UTF-16 is an encoding wherein Unicode scalar values are represented by a single 16-bit value (or, in rare cases, as a pair of 16-bit values). The three encodings are equivalent insofar as either encoding can be used to represent any Unicode character. The choice of UTF-16 datatypes, rather than a UTF-16 server default character set, promotes easy, step-wise migration for existing database applications.

SAP ASE supports Unicode literals in SQL queries and a wide range of sort orders for UTF-8.
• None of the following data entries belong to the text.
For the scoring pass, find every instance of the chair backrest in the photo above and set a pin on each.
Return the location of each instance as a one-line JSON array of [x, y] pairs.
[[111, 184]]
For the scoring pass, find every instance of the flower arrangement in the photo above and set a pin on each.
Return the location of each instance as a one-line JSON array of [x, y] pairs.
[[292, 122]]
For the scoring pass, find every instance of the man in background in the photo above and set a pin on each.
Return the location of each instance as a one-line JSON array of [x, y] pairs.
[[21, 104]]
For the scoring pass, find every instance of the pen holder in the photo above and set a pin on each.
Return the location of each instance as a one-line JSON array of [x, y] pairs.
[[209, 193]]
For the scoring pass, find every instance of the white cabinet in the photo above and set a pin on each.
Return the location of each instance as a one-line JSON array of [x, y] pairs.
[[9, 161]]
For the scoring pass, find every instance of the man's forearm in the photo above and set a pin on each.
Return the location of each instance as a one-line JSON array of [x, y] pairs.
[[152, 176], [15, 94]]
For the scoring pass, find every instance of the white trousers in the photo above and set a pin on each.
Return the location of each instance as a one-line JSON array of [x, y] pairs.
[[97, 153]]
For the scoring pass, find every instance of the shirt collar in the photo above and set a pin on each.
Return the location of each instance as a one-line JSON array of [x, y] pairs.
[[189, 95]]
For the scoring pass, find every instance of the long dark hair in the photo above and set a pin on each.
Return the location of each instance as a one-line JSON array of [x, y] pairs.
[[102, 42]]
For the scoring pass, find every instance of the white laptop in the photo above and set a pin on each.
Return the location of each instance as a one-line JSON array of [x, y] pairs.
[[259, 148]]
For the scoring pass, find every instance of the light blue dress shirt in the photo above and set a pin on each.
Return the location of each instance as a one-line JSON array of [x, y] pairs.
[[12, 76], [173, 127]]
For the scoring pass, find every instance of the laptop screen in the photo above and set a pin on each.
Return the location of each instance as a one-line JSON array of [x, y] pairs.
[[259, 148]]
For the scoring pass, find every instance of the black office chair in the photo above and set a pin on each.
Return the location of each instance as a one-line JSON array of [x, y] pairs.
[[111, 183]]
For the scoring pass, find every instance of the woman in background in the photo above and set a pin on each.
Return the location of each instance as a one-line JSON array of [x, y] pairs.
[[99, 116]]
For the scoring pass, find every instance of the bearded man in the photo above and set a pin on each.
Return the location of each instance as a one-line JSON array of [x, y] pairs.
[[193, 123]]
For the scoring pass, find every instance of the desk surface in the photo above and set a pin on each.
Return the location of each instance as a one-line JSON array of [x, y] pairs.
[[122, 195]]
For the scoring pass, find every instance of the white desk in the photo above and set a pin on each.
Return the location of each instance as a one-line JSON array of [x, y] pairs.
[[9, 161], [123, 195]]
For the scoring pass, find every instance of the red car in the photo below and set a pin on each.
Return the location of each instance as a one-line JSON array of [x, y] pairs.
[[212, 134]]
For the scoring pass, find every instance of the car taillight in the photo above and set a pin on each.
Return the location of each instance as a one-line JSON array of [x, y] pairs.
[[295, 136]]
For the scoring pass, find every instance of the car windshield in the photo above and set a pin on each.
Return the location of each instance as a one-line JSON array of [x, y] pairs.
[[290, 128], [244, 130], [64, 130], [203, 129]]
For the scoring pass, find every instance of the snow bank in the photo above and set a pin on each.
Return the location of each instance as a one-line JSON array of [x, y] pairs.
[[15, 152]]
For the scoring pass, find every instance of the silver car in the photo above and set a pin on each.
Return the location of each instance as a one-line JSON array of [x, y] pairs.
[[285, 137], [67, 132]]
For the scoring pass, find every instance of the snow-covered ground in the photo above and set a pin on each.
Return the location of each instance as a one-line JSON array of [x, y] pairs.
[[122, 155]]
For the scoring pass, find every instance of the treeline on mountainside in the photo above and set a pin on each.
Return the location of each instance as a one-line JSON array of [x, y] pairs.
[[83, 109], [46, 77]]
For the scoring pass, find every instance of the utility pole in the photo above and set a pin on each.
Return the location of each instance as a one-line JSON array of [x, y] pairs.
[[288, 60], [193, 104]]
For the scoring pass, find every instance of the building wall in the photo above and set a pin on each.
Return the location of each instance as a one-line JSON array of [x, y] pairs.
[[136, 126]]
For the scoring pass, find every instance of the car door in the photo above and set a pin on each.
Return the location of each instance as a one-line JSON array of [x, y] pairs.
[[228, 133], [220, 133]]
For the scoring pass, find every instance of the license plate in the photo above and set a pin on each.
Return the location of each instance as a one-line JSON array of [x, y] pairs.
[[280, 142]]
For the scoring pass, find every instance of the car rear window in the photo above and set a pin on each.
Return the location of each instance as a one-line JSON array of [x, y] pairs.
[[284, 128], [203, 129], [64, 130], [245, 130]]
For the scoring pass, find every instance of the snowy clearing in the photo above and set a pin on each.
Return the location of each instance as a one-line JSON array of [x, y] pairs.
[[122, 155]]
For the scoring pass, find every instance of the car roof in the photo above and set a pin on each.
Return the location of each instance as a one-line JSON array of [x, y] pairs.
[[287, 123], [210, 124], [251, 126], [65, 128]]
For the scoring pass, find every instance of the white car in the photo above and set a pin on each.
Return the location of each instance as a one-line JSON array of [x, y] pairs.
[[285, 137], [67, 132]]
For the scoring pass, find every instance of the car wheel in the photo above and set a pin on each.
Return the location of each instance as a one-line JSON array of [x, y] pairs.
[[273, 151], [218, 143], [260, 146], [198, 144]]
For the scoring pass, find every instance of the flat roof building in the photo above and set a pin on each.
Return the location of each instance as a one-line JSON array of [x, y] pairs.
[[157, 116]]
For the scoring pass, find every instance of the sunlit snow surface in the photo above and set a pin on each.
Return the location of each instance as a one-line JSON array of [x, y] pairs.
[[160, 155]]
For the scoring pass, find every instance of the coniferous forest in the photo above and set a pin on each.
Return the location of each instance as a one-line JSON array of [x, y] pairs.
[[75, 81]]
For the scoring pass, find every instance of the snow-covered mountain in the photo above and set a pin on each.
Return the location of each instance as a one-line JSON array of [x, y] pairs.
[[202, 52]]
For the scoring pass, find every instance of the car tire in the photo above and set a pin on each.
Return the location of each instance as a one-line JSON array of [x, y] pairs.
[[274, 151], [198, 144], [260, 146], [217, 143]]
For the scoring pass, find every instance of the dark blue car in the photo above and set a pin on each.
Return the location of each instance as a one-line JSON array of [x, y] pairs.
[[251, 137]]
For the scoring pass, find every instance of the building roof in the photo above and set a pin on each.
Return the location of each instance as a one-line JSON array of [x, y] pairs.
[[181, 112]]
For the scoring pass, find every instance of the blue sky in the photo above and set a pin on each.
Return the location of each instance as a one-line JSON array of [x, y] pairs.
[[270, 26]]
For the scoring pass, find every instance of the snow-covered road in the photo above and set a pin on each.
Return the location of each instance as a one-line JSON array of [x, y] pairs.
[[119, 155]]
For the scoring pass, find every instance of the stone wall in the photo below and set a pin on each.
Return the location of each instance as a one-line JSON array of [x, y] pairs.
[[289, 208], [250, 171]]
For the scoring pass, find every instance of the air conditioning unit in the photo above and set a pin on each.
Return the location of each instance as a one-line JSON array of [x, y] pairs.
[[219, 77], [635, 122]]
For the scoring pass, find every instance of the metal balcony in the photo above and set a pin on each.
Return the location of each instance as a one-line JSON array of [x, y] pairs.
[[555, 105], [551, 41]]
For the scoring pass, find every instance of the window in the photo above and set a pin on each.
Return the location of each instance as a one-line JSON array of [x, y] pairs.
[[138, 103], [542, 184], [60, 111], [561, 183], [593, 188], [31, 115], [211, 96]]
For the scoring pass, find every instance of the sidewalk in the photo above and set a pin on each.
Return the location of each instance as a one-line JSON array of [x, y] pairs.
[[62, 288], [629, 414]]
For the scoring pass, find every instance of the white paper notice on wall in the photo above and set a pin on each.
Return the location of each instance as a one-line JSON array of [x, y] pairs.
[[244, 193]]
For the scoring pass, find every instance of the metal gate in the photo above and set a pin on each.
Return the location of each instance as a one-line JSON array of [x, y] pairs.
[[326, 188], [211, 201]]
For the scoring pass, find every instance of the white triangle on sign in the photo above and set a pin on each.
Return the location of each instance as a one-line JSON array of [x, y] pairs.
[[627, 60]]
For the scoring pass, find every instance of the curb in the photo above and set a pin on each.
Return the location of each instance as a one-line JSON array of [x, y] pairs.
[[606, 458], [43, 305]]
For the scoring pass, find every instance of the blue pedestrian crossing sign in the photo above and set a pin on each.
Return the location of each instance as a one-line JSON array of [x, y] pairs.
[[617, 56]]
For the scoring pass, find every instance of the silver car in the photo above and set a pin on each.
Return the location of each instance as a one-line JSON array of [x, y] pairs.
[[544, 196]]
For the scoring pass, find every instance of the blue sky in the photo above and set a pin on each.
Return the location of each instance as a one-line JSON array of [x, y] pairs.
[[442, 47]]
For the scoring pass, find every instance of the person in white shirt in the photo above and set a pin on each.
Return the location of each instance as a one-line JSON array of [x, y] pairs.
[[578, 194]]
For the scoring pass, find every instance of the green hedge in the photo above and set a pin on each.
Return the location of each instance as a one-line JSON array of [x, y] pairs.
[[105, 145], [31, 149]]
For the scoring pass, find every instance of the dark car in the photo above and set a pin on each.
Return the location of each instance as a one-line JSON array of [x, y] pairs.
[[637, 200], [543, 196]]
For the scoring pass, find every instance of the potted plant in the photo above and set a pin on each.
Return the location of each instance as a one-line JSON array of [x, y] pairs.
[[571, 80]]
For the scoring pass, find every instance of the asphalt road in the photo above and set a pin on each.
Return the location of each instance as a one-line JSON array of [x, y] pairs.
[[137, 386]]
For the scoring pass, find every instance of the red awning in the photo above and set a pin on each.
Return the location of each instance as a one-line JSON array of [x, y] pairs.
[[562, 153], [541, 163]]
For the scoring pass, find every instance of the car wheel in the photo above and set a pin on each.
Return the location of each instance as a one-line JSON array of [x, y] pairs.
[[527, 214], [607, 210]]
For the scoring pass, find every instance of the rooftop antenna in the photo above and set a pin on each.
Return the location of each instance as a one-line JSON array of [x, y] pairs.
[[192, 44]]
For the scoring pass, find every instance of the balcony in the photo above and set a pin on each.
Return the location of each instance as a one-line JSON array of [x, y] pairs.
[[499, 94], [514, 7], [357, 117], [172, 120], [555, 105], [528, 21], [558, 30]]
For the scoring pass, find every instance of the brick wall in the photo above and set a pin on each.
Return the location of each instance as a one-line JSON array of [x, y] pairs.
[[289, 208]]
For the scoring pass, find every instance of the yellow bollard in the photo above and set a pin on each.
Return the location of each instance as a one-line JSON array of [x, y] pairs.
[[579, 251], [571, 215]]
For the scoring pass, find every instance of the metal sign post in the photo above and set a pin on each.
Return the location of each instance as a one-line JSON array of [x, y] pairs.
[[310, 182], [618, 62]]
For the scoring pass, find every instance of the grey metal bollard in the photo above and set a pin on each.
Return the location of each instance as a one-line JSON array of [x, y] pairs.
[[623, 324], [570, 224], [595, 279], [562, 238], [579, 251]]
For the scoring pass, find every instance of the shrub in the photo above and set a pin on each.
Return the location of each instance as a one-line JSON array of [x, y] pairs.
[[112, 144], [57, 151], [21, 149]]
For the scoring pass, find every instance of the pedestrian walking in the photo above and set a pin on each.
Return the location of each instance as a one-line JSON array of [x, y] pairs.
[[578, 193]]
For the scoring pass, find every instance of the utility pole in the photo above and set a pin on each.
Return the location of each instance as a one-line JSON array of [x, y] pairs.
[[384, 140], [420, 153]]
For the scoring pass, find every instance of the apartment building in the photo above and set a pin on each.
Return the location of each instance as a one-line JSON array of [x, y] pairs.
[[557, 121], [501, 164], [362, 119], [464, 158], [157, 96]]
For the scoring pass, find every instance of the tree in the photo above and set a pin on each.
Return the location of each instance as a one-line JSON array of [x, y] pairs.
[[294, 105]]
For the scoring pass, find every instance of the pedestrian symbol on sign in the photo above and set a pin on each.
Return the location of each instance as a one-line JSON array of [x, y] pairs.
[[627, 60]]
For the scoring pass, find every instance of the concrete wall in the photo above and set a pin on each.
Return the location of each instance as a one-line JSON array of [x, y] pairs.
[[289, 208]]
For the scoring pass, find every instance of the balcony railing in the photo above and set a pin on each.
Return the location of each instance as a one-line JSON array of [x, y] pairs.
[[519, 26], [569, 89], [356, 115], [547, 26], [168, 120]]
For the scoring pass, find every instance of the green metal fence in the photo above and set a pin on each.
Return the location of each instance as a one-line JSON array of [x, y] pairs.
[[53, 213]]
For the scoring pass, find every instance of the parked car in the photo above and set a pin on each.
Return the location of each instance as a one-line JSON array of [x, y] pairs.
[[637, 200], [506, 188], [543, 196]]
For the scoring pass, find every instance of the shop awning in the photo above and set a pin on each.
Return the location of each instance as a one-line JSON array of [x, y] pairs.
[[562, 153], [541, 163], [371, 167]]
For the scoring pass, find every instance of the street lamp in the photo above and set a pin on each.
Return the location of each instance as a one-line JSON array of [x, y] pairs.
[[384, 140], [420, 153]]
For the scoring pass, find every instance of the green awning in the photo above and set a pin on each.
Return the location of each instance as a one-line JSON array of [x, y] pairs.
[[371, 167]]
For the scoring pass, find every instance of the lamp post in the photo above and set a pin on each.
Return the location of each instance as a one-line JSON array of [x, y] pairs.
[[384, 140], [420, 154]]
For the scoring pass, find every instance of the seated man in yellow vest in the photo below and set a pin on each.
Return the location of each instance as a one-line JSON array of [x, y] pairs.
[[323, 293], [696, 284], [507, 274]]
The character set model used by SAP ASE is based on a single, configurable, server-wide character set. All data stored in SAP ASE, using any of the “character” datatypes (char, varchar, nchar, nvarchar, and text), is interpreted as being in this character set. Sort orders are defined using this character set, as are language modules—collections of server messages translated into local languages.

During the connection dialog, a client application declares its native character set and language. If properly configured, the server thereafter attempts to convert any character data between its own character set and that of the client (character data includes any data stored in the database, as well as server messages in the client’s native language).This works well as long as the server’s and client’s character sets are compatible. It does not work well when characters are not defined in the other character set, as is the case for the character sets SJIS, used for Japanese, and KOI8, used for Russian and other Cyrillic languages. Such incompatibilities are the reason for Unicode, which can be thought of as a character superset, including definitions for characters in all other character sets.

The Unicode datatypes unichar, univarchar, and unitext are completely independent of the traditional character set model. Clients send and receive Unicode data independently of whatever other character data they send and receive.